By Oct. 4 the Democrat-Leader was hailing the first Clallam County Fair a success.
“The final day of the fair. And what an uninterrupted success it has been … None question — all commend the brilliant success of the fair,” the newspaper added, along with, “The East End has acquitted itself most creditably. It is to be doubted if any section of the state could make a better exhibition of farm products.”
It was such a success, the Democrat-Leader wrote, “Next year Clallam will boast an exposition hall the dimensions of which will be sufficient to properly accommodate its exhibits,” and, “No one will doubt the advisability nor the wisdom of an agricultural and industrial exposition in Clallam next year.”
However, another fair was not held again until 1914, held in conjunction for the ceremony and dedication of the new Clallam County Courthouse. An influenza outbreak nixed the 1918 fair.

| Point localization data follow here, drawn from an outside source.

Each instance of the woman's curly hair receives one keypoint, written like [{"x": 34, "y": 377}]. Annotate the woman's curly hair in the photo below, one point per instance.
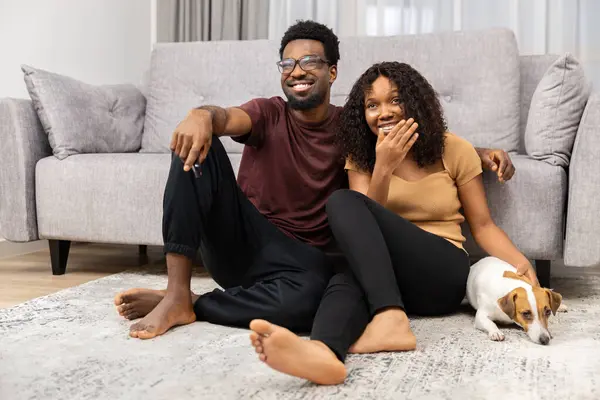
[{"x": 419, "y": 101}]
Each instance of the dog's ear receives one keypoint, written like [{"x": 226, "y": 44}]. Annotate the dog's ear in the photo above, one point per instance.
[
  {"x": 507, "y": 303},
  {"x": 555, "y": 300}
]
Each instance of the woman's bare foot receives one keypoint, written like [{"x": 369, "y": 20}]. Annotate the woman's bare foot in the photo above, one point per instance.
[
  {"x": 285, "y": 352},
  {"x": 137, "y": 303},
  {"x": 173, "y": 310},
  {"x": 388, "y": 331}
]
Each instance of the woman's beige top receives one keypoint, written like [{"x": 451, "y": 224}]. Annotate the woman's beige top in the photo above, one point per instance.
[{"x": 432, "y": 202}]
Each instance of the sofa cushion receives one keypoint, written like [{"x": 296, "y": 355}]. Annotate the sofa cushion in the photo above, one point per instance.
[
  {"x": 533, "y": 68},
  {"x": 529, "y": 208},
  {"x": 105, "y": 198},
  {"x": 476, "y": 74},
  {"x": 555, "y": 111},
  {"x": 187, "y": 75},
  {"x": 82, "y": 118}
]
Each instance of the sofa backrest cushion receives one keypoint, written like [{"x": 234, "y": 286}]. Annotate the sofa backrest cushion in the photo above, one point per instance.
[{"x": 476, "y": 74}]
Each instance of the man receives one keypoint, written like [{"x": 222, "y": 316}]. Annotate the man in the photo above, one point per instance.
[{"x": 263, "y": 238}]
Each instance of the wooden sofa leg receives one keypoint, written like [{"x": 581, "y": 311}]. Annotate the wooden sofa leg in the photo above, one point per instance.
[
  {"x": 542, "y": 268},
  {"x": 59, "y": 253}
]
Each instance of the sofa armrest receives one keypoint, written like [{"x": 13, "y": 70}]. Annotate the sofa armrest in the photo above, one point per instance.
[
  {"x": 23, "y": 143},
  {"x": 583, "y": 229}
]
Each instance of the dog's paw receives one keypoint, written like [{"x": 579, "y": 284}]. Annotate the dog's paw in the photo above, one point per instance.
[
  {"x": 562, "y": 308},
  {"x": 496, "y": 336}
]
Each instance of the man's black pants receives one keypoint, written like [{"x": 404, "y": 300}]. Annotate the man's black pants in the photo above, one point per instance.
[{"x": 264, "y": 273}]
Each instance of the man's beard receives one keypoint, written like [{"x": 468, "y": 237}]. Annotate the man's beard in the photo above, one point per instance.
[{"x": 312, "y": 101}]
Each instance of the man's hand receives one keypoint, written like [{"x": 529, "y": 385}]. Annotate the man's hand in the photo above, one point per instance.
[
  {"x": 193, "y": 137},
  {"x": 498, "y": 161}
]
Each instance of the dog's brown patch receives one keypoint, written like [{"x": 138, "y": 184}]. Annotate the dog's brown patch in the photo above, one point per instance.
[
  {"x": 516, "y": 305},
  {"x": 548, "y": 302},
  {"x": 513, "y": 275}
]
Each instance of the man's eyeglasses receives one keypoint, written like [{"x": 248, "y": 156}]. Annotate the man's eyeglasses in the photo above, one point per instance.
[{"x": 307, "y": 63}]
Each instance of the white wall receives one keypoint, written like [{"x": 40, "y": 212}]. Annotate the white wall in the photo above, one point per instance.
[{"x": 96, "y": 41}]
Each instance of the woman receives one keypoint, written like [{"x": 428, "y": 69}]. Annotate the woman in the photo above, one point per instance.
[{"x": 398, "y": 226}]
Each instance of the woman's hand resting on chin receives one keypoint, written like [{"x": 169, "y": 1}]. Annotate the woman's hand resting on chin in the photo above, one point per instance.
[{"x": 391, "y": 148}]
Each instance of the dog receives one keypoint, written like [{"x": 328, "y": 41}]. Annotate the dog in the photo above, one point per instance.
[{"x": 498, "y": 294}]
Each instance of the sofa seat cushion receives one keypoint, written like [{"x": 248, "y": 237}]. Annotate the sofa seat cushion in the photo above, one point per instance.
[
  {"x": 529, "y": 208},
  {"x": 105, "y": 198},
  {"x": 70, "y": 110}
]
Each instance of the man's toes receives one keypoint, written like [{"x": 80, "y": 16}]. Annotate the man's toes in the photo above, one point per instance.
[
  {"x": 132, "y": 315},
  {"x": 124, "y": 308},
  {"x": 146, "y": 334},
  {"x": 138, "y": 326}
]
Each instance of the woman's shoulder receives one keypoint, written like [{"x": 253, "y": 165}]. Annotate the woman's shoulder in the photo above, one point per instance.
[
  {"x": 460, "y": 155},
  {"x": 455, "y": 142}
]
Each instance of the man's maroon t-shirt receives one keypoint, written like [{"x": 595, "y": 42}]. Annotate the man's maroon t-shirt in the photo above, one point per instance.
[{"x": 289, "y": 168}]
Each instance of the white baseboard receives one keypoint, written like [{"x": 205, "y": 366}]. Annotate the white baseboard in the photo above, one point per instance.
[
  {"x": 559, "y": 269},
  {"x": 11, "y": 249}
]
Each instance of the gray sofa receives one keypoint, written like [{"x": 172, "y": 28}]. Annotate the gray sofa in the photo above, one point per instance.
[{"x": 485, "y": 86}]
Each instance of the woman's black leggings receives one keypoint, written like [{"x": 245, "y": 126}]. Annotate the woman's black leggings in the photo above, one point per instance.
[{"x": 393, "y": 263}]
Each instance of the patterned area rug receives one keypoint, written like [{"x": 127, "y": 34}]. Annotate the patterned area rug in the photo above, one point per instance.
[{"x": 73, "y": 345}]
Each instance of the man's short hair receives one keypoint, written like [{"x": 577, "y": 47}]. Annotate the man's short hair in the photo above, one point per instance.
[{"x": 313, "y": 31}]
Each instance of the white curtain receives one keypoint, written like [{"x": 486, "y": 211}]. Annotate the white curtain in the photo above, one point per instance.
[{"x": 541, "y": 26}]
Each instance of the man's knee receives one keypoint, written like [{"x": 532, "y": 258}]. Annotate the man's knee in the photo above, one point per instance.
[
  {"x": 299, "y": 306},
  {"x": 343, "y": 281}
]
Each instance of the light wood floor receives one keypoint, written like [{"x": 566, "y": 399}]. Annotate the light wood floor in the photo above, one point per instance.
[{"x": 29, "y": 276}]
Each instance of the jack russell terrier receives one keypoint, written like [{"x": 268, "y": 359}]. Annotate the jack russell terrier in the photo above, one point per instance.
[{"x": 498, "y": 294}]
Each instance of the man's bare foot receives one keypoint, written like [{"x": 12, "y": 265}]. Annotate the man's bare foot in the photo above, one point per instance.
[
  {"x": 285, "y": 352},
  {"x": 137, "y": 303},
  {"x": 388, "y": 331},
  {"x": 171, "y": 311}
]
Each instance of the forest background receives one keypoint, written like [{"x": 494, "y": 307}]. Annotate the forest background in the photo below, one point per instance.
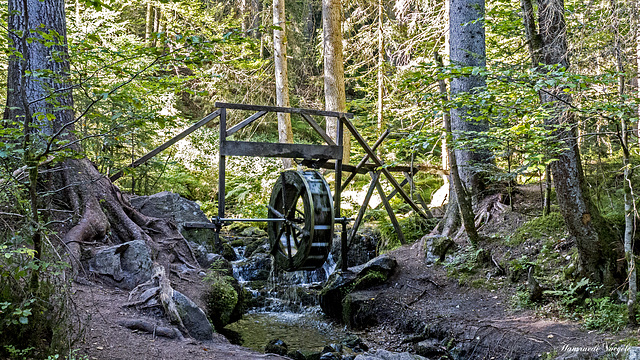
[{"x": 144, "y": 70}]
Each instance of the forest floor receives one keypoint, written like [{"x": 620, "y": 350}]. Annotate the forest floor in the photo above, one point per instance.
[{"x": 473, "y": 316}]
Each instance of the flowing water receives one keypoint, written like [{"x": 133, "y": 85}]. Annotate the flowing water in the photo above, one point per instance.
[{"x": 288, "y": 312}]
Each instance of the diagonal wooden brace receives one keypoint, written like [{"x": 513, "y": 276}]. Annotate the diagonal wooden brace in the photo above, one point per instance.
[{"x": 380, "y": 164}]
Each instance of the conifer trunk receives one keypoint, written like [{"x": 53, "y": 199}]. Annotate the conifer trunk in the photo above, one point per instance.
[
  {"x": 285, "y": 133},
  {"x": 334, "y": 92}
]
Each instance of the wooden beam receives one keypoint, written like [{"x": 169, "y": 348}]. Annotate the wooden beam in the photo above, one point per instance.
[
  {"x": 364, "y": 160},
  {"x": 284, "y": 110},
  {"x": 164, "y": 146},
  {"x": 386, "y": 172},
  {"x": 392, "y": 216},
  {"x": 375, "y": 176},
  {"x": 318, "y": 129},
  {"x": 305, "y": 151},
  {"x": 245, "y": 122}
]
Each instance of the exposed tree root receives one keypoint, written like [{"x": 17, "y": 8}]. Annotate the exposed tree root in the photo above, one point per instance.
[{"x": 139, "y": 324}]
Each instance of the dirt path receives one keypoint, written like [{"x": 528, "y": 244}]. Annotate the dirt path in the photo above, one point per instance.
[
  {"x": 100, "y": 309},
  {"x": 475, "y": 323}
]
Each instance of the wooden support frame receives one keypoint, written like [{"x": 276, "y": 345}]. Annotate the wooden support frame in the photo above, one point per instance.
[{"x": 164, "y": 146}]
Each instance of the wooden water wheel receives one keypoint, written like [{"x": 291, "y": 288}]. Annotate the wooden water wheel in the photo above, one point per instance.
[{"x": 302, "y": 240}]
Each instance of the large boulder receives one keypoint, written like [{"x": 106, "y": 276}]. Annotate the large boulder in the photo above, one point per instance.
[
  {"x": 340, "y": 284},
  {"x": 388, "y": 355},
  {"x": 255, "y": 268},
  {"x": 125, "y": 265},
  {"x": 168, "y": 205},
  {"x": 193, "y": 318}
]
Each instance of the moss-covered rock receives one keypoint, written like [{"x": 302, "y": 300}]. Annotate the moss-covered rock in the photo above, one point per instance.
[
  {"x": 341, "y": 284},
  {"x": 543, "y": 227},
  {"x": 225, "y": 299},
  {"x": 358, "y": 310},
  {"x": 228, "y": 252}
]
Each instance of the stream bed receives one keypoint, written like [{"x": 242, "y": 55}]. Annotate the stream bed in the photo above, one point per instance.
[{"x": 309, "y": 331}]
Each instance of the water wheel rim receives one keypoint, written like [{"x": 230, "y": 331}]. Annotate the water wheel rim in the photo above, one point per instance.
[{"x": 294, "y": 247}]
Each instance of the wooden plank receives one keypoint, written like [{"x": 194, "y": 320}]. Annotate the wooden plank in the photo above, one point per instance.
[
  {"x": 304, "y": 151},
  {"x": 284, "y": 110},
  {"x": 365, "y": 158},
  {"x": 392, "y": 216},
  {"x": 318, "y": 129},
  {"x": 245, "y": 122},
  {"x": 386, "y": 172},
  {"x": 375, "y": 176},
  {"x": 172, "y": 141}
]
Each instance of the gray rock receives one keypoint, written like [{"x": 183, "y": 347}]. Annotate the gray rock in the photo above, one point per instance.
[
  {"x": 383, "y": 263},
  {"x": 340, "y": 284},
  {"x": 437, "y": 248},
  {"x": 125, "y": 265},
  {"x": 255, "y": 268},
  {"x": 276, "y": 346},
  {"x": 388, "y": 355},
  {"x": 429, "y": 348},
  {"x": 193, "y": 318},
  {"x": 358, "y": 310},
  {"x": 168, "y": 205},
  {"x": 204, "y": 255}
]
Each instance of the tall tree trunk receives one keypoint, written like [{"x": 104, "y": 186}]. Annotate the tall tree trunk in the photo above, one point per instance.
[
  {"x": 380, "y": 66},
  {"x": 595, "y": 242},
  {"x": 463, "y": 199},
  {"x": 334, "y": 93},
  {"x": 148, "y": 24},
  {"x": 467, "y": 41},
  {"x": 285, "y": 133},
  {"x": 41, "y": 98}
]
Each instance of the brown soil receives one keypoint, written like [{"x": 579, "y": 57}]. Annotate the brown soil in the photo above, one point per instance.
[
  {"x": 99, "y": 309},
  {"x": 478, "y": 322}
]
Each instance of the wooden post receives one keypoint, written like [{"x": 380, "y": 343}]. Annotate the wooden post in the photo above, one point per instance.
[
  {"x": 375, "y": 176},
  {"x": 392, "y": 216},
  {"x": 221, "y": 162},
  {"x": 338, "y": 194}
]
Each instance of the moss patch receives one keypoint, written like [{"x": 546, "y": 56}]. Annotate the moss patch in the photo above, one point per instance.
[{"x": 550, "y": 226}]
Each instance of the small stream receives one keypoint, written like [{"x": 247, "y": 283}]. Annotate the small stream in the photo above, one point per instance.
[{"x": 288, "y": 308}]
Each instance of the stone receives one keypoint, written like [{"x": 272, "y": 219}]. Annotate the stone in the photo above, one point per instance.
[
  {"x": 168, "y": 205},
  {"x": 253, "y": 232},
  {"x": 429, "y": 348},
  {"x": 388, "y": 355},
  {"x": 225, "y": 299},
  {"x": 330, "y": 356},
  {"x": 384, "y": 264},
  {"x": 358, "y": 310},
  {"x": 254, "y": 268},
  {"x": 276, "y": 346},
  {"x": 125, "y": 265},
  {"x": 340, "y": 284},
  {"x": 193, "y": 318},
  {"x": 437, "y": 248}
]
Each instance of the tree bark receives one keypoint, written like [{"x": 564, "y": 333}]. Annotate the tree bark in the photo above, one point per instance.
[
  {"x": 380, "y": 66},
  {"x": 334, "y": 92},
  {"x": 467, "y": 41},
  {"x": 594, "y": 240},
  {"x": 103, "y": 214},
  {"x": 285, "y": 133},
  {"x": 148, "y": 24},
  {"x": 463, "y": 199}
]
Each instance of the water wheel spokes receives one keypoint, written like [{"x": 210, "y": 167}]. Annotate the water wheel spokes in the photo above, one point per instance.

In 1919, following the fair, land was purchased on the present site of the Clallam County Fairgrounds and the first Clallam County Fair was held there Sept. 29- Oct. 1, 1921.
In 1942, by state order following the outbreak of America’s involvement in World War II, Victory Fair held in lieu of the fair. For the next three years the fair was replaced by a 4-H Club Victory Fair and Victory Garden at Roosevelt High School, and in 1946 a 4-H fair was held at the fairgrounds.
Since 1947, the Clallam County Fair has been running continuously at the Port Angeles site, hitting the “Golden Anniversary (50th fair) in 1969 and an all-time recorded attendance high of 48,318 in 1980. Despite a relative drop in attendance, fair organizers note Clallam remains one of the top five county fairs in the state with an annual attendance of about 30,000.